August 21, 2017, 6 years ago

(AFM)

Mark Gromen

Rating: 8.0

review heavy metal dirkschneider accept

DIRKSCHNEIDER - Live: Back To The Roots - Accepted!

Balls! It takes a big pair to release the same double album, a year apart! The exact same setlist, in precisely the same order. For that matter, also the same as last winter's North American tour. Only time will tell if there are any changes on the upcoming 2018 excursion. Once again, we get two dozen Accept classics, but rather than Germany, this time, it's a packed basketball/volleyball arena in Brno, Czech Republic, same line-up, although Bill Hudson replaced Kasperi Heikkinen, on guitar, after the aforementioned trek. The “selling point” is a 2:15 DVD of the Dec. '16 show. Anyone who’s seen the band live knows there's not a whole lot of action, apart from the dueling guitarist, namesake frontman Udo Dirkschneider content to stand in place (pulling funny faces) and occasionally take a stroll around the stage, as on the strobe storming “Breaker”. Plenty of drum cams of Udo's son Sven though. There's a camera at the back of the hall that parallels the stage, showing all the “fans” filming the show on their cellphones.
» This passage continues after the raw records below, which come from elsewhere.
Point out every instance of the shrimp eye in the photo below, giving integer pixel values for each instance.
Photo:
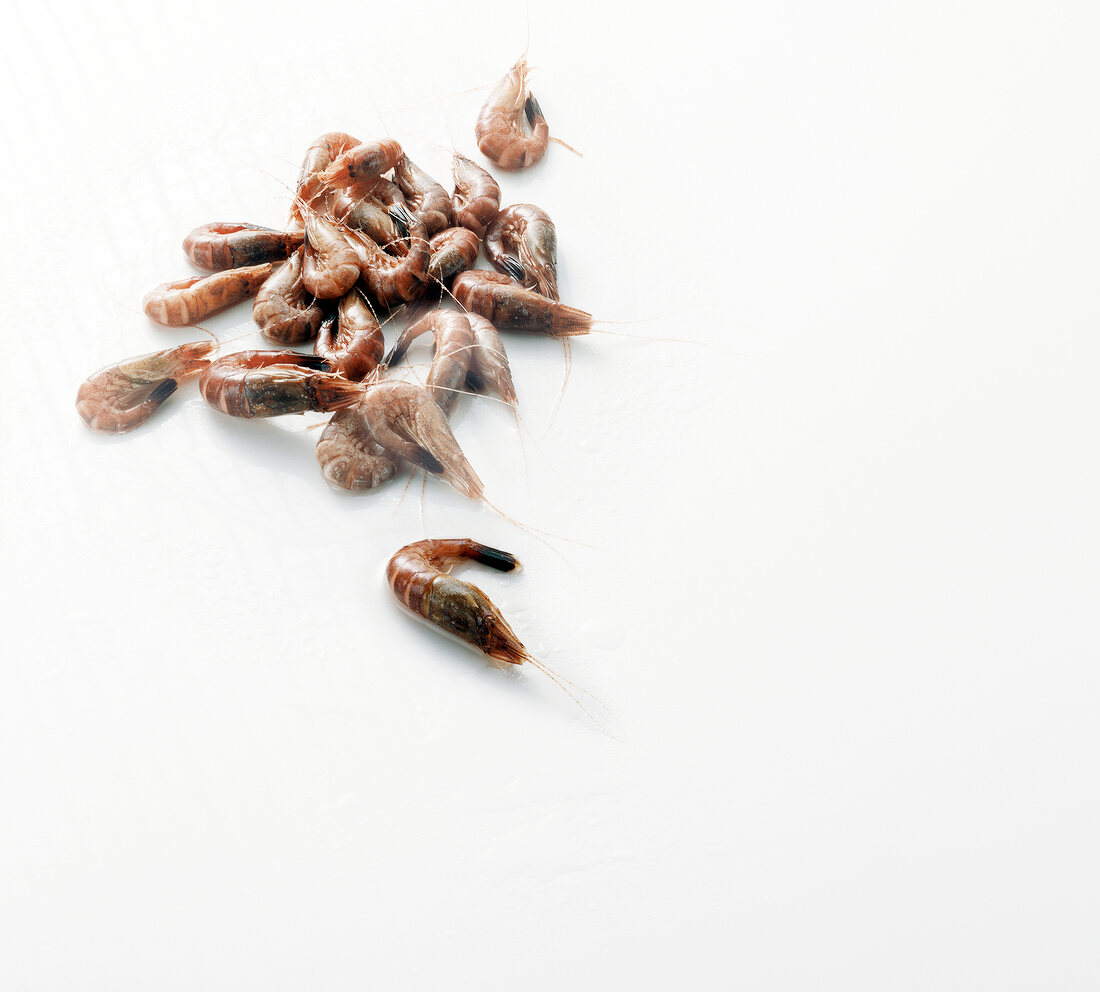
(532, 110)
(513, 267)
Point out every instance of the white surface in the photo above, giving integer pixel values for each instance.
(837, 574)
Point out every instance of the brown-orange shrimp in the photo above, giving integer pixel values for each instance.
(273, 383)
(488, 362)
(318, 157)
(355, 350)
(287, 312)
(408, 423)
(224, 244)
(523, 243)
(476, 196)
(358, 168)
(499, 129)
(426, 199)
(419, 579)
(454, 345)
(189, 300)
(349, 455)
(123, 396)
(453, 250)
(513, 308)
Under green lights, on an otherwise barren stage, longtime bassist Fitty Wienhold gets a solo, to introduce “Head Over Heels”. 
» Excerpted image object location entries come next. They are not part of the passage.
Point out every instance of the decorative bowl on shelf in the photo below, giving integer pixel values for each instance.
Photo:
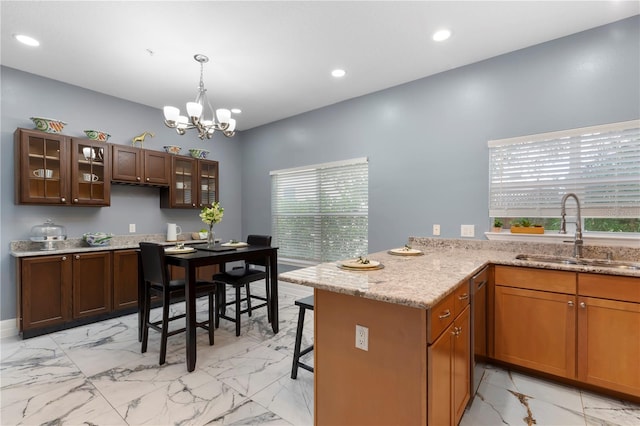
(198, 153)
(172, 149)
(49, 125)
(97, 135)
(97, 239)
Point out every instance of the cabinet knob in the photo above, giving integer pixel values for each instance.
(445, 314)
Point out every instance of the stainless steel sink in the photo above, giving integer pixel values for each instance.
(601, 263)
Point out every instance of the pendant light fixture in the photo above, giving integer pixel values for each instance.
(195, 119)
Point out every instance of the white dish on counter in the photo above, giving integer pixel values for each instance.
(176, 250)
(404, 251)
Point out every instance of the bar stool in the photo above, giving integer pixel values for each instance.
(305, 303)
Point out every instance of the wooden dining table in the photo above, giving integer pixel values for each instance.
(201, 257)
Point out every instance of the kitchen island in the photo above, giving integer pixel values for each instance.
(399, 379)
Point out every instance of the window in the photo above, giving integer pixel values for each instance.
(319, 213)
(600, 164)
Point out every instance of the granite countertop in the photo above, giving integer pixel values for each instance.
(27, 248)
(422, 281)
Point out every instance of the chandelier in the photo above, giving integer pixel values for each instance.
(195, 120)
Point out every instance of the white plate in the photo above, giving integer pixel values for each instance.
(354, 264)
(175, 250)
(238, 244)
(403, 251)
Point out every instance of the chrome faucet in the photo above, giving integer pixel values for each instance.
(577, 242)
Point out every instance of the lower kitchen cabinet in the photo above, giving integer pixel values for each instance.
(585, 329)
(609, 332)
(449, 360)
(125, 279)
(44, 293)
(534, 328)
(91, 284)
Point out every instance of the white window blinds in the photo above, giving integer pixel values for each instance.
(320, 213)
(601, 164)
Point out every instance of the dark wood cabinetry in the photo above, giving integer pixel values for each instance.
(126, 270)
(44, 293)
(194, 184)
(140, 166)
(60, 170)
(91, 284)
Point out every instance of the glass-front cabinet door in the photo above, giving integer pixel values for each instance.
(91, 172)
(207, 182)
(41, 177)
(183, 183)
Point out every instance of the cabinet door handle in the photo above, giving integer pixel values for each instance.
(445, 314)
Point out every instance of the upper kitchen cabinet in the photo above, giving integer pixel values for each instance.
(194, 184)
(61, 170)
(140, 166)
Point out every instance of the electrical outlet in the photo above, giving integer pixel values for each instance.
(467, 230)
(362, 337)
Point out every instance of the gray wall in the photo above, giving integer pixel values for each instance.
(25, 95)
(427, 140)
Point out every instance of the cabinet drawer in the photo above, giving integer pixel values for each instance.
(536, 279)
(440, 317)
(461, 298)
(626, 289)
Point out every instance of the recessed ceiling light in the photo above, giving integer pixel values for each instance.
(441, 35)
(338, 73)
(29, 41)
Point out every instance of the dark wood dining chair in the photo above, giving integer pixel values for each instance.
(239, 278)
(157, 280)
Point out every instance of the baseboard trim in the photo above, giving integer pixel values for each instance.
(8, 328)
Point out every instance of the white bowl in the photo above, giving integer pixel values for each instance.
(172, 149)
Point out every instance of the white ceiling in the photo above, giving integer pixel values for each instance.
(273, 59)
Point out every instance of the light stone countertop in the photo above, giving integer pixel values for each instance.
(422, 281)
(27, 248)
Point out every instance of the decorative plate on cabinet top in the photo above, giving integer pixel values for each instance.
(49, 125)
(97, 135)
(406, 251)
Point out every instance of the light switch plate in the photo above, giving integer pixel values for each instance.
(467, 230)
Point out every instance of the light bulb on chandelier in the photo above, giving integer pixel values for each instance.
(194, 118)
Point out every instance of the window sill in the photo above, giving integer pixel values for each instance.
(604, 239)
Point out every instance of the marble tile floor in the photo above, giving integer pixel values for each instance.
(96, 375)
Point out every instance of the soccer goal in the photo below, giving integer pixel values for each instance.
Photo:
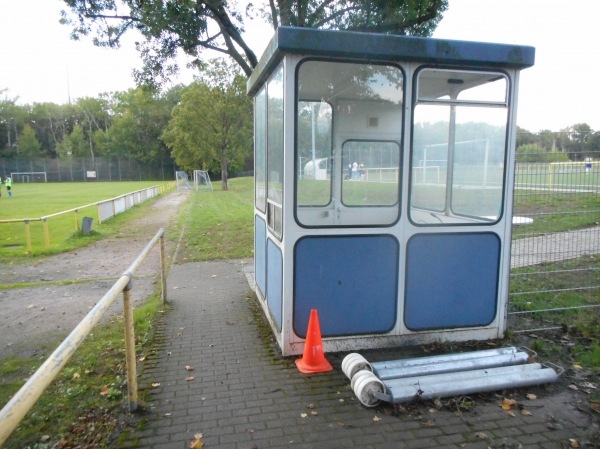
(202, 180)
(29, 176)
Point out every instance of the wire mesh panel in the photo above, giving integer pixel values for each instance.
(555, 275)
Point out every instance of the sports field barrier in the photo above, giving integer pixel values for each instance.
(15, 410)
(104, 210)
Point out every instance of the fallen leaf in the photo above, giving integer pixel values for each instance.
(196, 443)
(508, 404)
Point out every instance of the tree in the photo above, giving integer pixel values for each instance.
(212, 125)
(193, 25)
(140, 116)
(74, 144)
(28, 144)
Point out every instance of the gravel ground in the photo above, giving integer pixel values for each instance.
(35, 319)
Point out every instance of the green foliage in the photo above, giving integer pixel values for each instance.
(28, 144)
(211, 127)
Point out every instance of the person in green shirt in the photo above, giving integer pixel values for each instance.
(8, 184)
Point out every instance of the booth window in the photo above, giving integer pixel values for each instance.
(459, 147)
(260, 150)
(348, 134)
(375, 168)
(275, 152)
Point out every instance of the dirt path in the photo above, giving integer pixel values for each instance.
(34, 320)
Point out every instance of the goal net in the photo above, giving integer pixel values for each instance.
(30, 176)
(182, 180)
(202, 180)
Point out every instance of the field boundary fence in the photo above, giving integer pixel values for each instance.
(86, 169)
(555, 264)
(40, 236)
(22, 401)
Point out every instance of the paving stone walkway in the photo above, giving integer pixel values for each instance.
(218, 373)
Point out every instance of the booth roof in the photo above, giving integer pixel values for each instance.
(385, 48)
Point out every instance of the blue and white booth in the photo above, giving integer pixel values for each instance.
(384, 171)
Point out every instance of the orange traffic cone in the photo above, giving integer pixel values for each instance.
(313, 360)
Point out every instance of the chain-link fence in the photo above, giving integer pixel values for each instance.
(84, 169)
(555, 276)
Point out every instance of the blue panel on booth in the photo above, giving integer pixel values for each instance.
(274, 282)
(351, 281)
(260, 254)
(451, 280)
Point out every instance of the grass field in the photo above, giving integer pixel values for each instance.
(32, 201)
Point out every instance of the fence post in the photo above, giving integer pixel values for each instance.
(163, 270)
(46, 233)
(132, 393)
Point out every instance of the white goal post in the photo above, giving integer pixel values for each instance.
(29, 176)
(202, 180)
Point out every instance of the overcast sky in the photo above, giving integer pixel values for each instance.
(38, 61)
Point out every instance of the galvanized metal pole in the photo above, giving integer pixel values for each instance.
(27, 237)
(163, 270)
(132, 393)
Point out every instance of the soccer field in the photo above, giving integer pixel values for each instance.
(36, 200)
Andrey Smirnov, he of the zebra striped guitar, gets a moment in the sun (a noisy, frenetic six-string display) on the backing vocal augmented “Neon Nights”. There are some erupting CO2 canisters and the odd lighting trick, like explosion and blackened stage to start crowd sung “Princess Of the Dawn”), but little banter. As with the previous dosage, glad to hear the “Winter Dreams” ballad, which works, despite Udo's gravel throat. Abbreviated “Restless & Wild” gives way to “Son Of A Bitch”. Sort of temporarily bogs down with back-to-back pairing of “Screaming For A Love Bite” and “Monsterman”. Same thing happens with digital movies, as with my Nikon still camera, the lights play havoc with digital images, not really pixelated, but at times fragmented and “blurry”, even in hi-def. “Losers And Winners” ends the proper set, but there's still 40 minutes (five songs). Three across the stage, prior to the Little General's entrance, on the encore kicking off “Metal Heart”. Hard to fault the ending sequence, although many North American audiences would be surprised by the inclusion of punky “I'm A Rebel” and fiery (literally), evening ending, “Burning”, as close as Accept comes to sounding like the Ramones. The video opens and closes with dressing room footage (no spoken audio, just “I Gave As Good As I Get” playing over top). A studio bonus, lounge lizard version of “My Way”, made famous by Frank Sinatra, closes the audio portion (nothing about it on the video). If you've seen/heard it before, sure to enjoy it again, but do we really need to purchase two copies?